Why pour money into a building of little architectural merit just because it is old? There are many better and more interesting buildings that are worth more attention. The same applies to churches, incidentally. Some are of very little merit. Others are breathtaking gems.
Everybody seems to have got their knickers well and truly twisted in this thread.
Back to first principles. Sriram talks about the queen getting a pay rise. He lives a long way away and there is no reason why he should be aware of how the monarchy is funded. It does not come out of government expenditure - except in a roundabout way. George V (I believe) came to an arrangement with the government. All Crown property should be merged into the Crown Estate and the costs of the monarchy would be funded from the Crown Estate not the Treasury. So the monarchy is not paid for out of taxation.
Last year, the Crown Estate had a surplus of about £300million. This not just from Scottish castles and their farms but commercial property management (Regents Street, apparently, is owned by the Crown Estate as is a shopping arcade in Worcester).

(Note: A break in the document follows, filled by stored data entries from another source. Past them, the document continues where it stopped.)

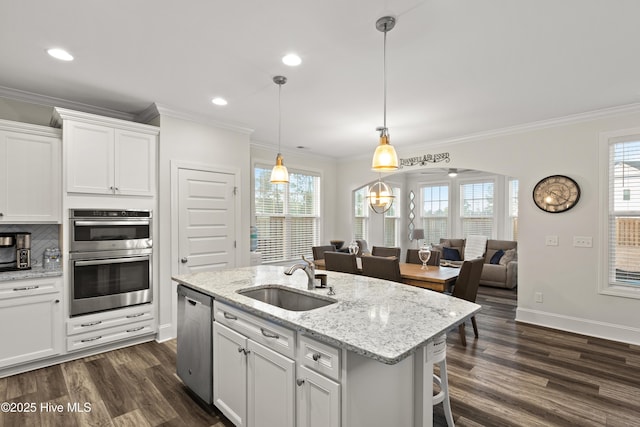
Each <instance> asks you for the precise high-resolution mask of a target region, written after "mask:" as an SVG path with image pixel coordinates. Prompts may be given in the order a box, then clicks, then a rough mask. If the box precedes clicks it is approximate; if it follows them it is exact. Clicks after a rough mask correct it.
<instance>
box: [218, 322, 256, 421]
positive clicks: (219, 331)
mask: <svg viewBox="0 0 640 427" xmlns="http://www.w3.org/2000/svg"><path fill="white" fill-rule="evenodd" d="M248 351H249V350H247V338H246V337H245V336H244V335H241V334H239V333H237V332H235V331H232V330H231V329H229V328H227V327H226V326H224V325H221V324H220V323H218V322H213V404H214V405H216V407H217V408H218V409H220V411H222V413H223V414H224V415H225V416H226V417H227V418H229V420H231V422H232V423H233V424H234V425H235V426H236V427H242V426H246V425H247V354H248V353H247V352H248Z"/></svg>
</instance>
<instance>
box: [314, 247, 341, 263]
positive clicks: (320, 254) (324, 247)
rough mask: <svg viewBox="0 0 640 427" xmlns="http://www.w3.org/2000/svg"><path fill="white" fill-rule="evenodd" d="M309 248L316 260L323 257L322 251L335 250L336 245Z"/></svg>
mask: <svg viewBox="0 0 640 427" xmlns="http://www.w3.org/2000/svg"><path fill="white" fill-rule="evenodd" d="M311 250H312V251H313V259H314V261H317V260H319V259H324V253H325V252H327V251H331V252H335V251H336V247H335V246H334V245H326V246H312V247H311Z"/></svg>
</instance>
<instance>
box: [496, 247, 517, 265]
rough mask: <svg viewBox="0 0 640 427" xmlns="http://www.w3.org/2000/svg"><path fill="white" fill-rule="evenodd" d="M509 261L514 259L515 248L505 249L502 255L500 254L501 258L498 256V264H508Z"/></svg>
mask: <svg viewBox="0 0 640 427" xmlns="http://www.w3.org/2000/svg"><path fill="white" fill-rule="evenodd" d="M511 261H516V250H515V249H509V250H508V251H506V252H505V253H504V255H503V256H502V258H500V262H499V264H500V265H507V264H509V263H510V262H511Z"/></svg>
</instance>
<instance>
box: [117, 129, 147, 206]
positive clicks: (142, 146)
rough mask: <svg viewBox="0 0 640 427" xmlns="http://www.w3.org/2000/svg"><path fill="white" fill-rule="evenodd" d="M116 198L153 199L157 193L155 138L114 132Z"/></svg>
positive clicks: (129, 132) (145, 134)
mask: <svg viewBox="0 0 640 427" xmlns="http://www.w3.org/2000/svg"><path fill="white" fill-rule="evenodd" d="M114 153H115V172H114V174H115V181H114V186H115V194H126V195H132V196H153V195H154V194H155V191H156V166H155V165H156V136H155V135H149V134H145V133H140V132H132V131H124V130H119V129H117V130H116V131H115V145H114Z"/></svg>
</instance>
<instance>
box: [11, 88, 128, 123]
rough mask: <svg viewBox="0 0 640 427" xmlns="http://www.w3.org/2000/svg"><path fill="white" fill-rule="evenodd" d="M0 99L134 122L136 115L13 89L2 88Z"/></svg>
mask: <svg viewBox="0 0 640 427" xmlns="http://www.w3.org/2000/svg"><path fill="white" fill-rule="evenodd" d="M0 97H3V98H9V99H13V100H16V101H23V102H29V103H31V104H39V105H45V106H47V107H62V108H68V109H70V110H76V111H84V112H87V113H91V114H96V115H99V116H106V117H113V118H115V119H120V120H127V121H133V120H134V119H135V114H129V113H124V112H122V111H117V110H112V109H110V108H102V107H96V106H95V105H89V104H84V103H82V102H75V101H69V100H68V99H62V98H56V97H53V96H46V95H40V94H37V93H32V92H27V91H23V90H18V89H11V88H8V87H4V86H0Z"/></svg>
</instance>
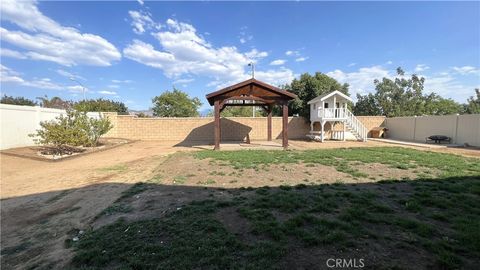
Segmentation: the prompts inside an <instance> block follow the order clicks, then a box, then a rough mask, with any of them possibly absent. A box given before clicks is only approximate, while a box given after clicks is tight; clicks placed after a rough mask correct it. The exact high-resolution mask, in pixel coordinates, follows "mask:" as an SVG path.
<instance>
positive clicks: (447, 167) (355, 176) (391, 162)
mask: <svg viewBox="0 0 480 270" xmlns="http://www.w3.org/2000/svg"><path fill="white" fill-rule="evenodd" d="M194 156H195V157H196V158H199V159H205V158H210V159H213V160H216V161H220V162H227V163H229V164H230V165H231V166H233V167H234V168H238V169H242V168H253V169H255V168H258V166H260V165H264V166H268V165H270V164H295V163H300V162H303V163H306V166H311V165H309V164H322V165H326V166H332V167H335V168H336V169H337V170H338V171H340V172H344V173H347V174H350V175H352V176H354V177H366V175H365V174H364V173H361V172H359V171H358V170H357V169H355V168H354V167H352V164H355V165H358V164H361V163H381V164H385V165H388V166H390V167H392V168H399V169H414V168H417V167H424V168H429V170H428V172H429V173H430V174H431V170H432V169H433V170H437V171H439V173H440V174H439V175H438V177H451V176H463V175H479V174H480V162H478V159H474V158H464V157H460V156H457V155H452V154H444V153H435V152H428V151H418V150H414V149H409V148H399V147H363V148H342V149H324V150H306V151H287V152H285V151H264V150H243V151H201V152H197V153H195V154H194ZM283 168H284V169H287V168H286V167H283ZM421 176H425V174H421Z"/></svg>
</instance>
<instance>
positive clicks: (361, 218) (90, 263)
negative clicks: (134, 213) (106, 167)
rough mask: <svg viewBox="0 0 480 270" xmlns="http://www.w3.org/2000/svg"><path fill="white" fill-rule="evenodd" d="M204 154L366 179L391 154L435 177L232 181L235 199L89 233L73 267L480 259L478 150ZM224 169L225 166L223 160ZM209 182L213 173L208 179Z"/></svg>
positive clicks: (160, 265) (386, 264) (373, 265)
mask: <svg viewBox="0 0 480 270" xmlns="http://www.w3.org/2000/svg"><path fill="white" fill-rule="evenodd" d="M193 155H195V156H196V157H197V158H201V159H203V158H209V159H210V162H211V164H214V165H215V164H216V165H215V166H217V165H218V164H222V166H233V167H234V168H236V169H237V172H238V171H241V170H244V169H248V168H250V169H257V170H260V169H262V170H263V169H265V168H267V167H268V166H269V165H270V164H280V165H281V166H280V168H281V169H282V170H289V169H290V168H289V164H295V163H305V164H306V166H308V164H317V163H318V164H323V165H327V166H332V167H335V168H336V169H337V170H339V171H342V172H345V173H348V174H350V175H352V176H354V177H365V176H364V175H362V174H361V173H360V172H359V171H358V170H356V169H355V168H354V167H353V166H361V164H363V163H382V164H385V165H388V166H390V167H393V168H399V169H407V170H410V169H412V170H413V169H414V168H415V169H414V170H415V171H416V174H417V175H418V174H421V173H426V171H428V177H426V178H425V179H417V180H407V179H386V180H382V181H380V182H376V183H358V184H344V183H343V182H342V181H341V179H339V181H338V182H337V183H334V184H330V185H313V184H312V183H311V182H309V183H308V184H301V185H297V186H288V185H283V186H279V187H261V188H252V187H242V188H239V189H231V190H228V193H229V194H231V196H230V197H228V196H211V197H209V198H210V199H208V200H202V201H196V202H192V203H188V204H187V205H182V206H181V207H179V208H173V209H180V210H178V211H175V210H173V211H171V212H168V213H167V215H166V216H165V217H161V218H159V217H158V216H152V217H151V219H148V220H138V221H133V222H127V221H125V220H122V219H120V220H118V221H117V222H115V223H113V224H110V225H107V226H105V227H102V228H99V229H97V230H93V231H87V233H85V235H84V236H83V237H82V238H81V239H80V241H78V242H75V243H73V249H74V251H75V255H74V258H73V260H72V264H71V266H72V267H73V268H78V269H103V268H121V269H151V268H156V269H285V268H292V267H293V266H292V265H290V264H289V263H291V261H290V262H287V261H286V260H287V258H289V256H288V254H295V258H297V256H298V257H299V258H308V262H307V264H303V265H295V266H298V267H299V268H305V269H307V268H312V265H324V264H325V261H324V259H325V258H322V257H321V256H312V254H336V255H338V256H346V257H348V258H349V257H358V256H361V257H365V258H366V261H367V266H366V268H367V269H373V268H375V269H377V268H378V269H401V268H411V267H412V265H411V264H410V263H411V258H415V256H418V254H423V255H422V261H421V262H417V263H418V265H416V267H420V268H428V269H459V268H470V267H472V265H476V263H478V259H475V258H480V230H479V229H478V228H479V227H480V208H479V207H478V206H479V205H480V162H478V160H476V159H469V158H464V157H460V156H455V155H448V154H440V153H433V152H423V151H416V150H412V149H404V148H353V149H335V150H321V151H320V150H311V151H287V152H282V151H236V152H228V151H218V152H213V151H204V152H197V153H194V154H193ZM313 169H314V168H313ZM434 172H435V173H434ZM215 175H221V173H220V174H219V173H218V169H217V171H216V172H215ZM240 175H241V174H240ZM272 176H273V177H274V174H273V173H272ZM173 179H174V184H182V183H184V182H185V181H186V180H187V177H186V176H181V175H180V176H173ZM210 180H211V179H210ZM232 181H237V180H232ZM238 181H239V182H241V181H242V180H241V178H239V179H238ZM199 184H202V185H208V184H213V182H212V181H210V182H209V180H208V179H207V180H205V181H200V182H199ZM155 188H161V186H157V185H156V183H154V182H148V183H139V184H137V185H134V186H132V187H131V188H130V189H128V190H127V191H125V192H124V193H122V195H121V197H120V198H119V200H117V201H116V202H115V203H114V204H113V205H112V206H111V207H109V208H107V209H105V210H104V211H103V212H102V213H103V214H104V215H113V216H115V215H116V214H119V213H125V212H129V211H133V210H134V209H133V208H132V206H131V204H130V203H131V201H132V200H133V197H134V196H136V195H137V194H140V193H141V192H144V191H145V190H149V189H155ZM201 189H202V190H203V189H210V188H209V187H201ZM213 190H214V189H212V191H213ZM193 192H195V191H193ZM210 195H211V193H210ZM225 213H229V215H228V217H229V218H233V217H234V220H230V221H229V222H228V223H226V222H225V220H224V219H222V218H221V217H223V216H224V215H225ZM232 216H233V217H232ZM232 224H233V225H232ZM231 226H234V227H235V226H239V227H237V229H232V227H231ZM396 248H400V249H402V252H403V253H402V255H403V256H405V257H404V258H402V257H399V258H396V260H398V262H399V263H397V261H396V262H395V265H392V262H391V254H395V253H396V252H397V250H396ZM290 259H291V257H290ZM368 262H370V263H372V262H375V265H368ZM296 263H300V264H301V263H302V261H301V260H300V261H299V262H297V261H296Z"/></svg>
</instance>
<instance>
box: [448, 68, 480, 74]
mask: <svg viewBox="0 0 480 270" xmlns="http://www.w3.org/2000/svg"><path fill="white" fill-rule="evenodd" d="M453 70H455V71H456V72H457V73H459V74H461V75H468V74H476V73H479V72H480V70H479V69H478V68H476V67H472V66H463V67H453Z"/></svg>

The costs of running the monarchy are taken from this surplus and the remainder given to the Treasury. All that this "pay rise" amounts to is that the amount given to the Treasury is about £5million less than would otherwise have been the case.
The fact that the money is being spent on modernising a rather dowdy building at the bottom end of The Mall should be of little interest to taxpayers because it hasn't come from collected taxes. OK, Treasury income would have been a little higher otherwise, but then so it might be after the ultimate stupidity of Brexit had resulted in wholesale insolvency in flagship London shops.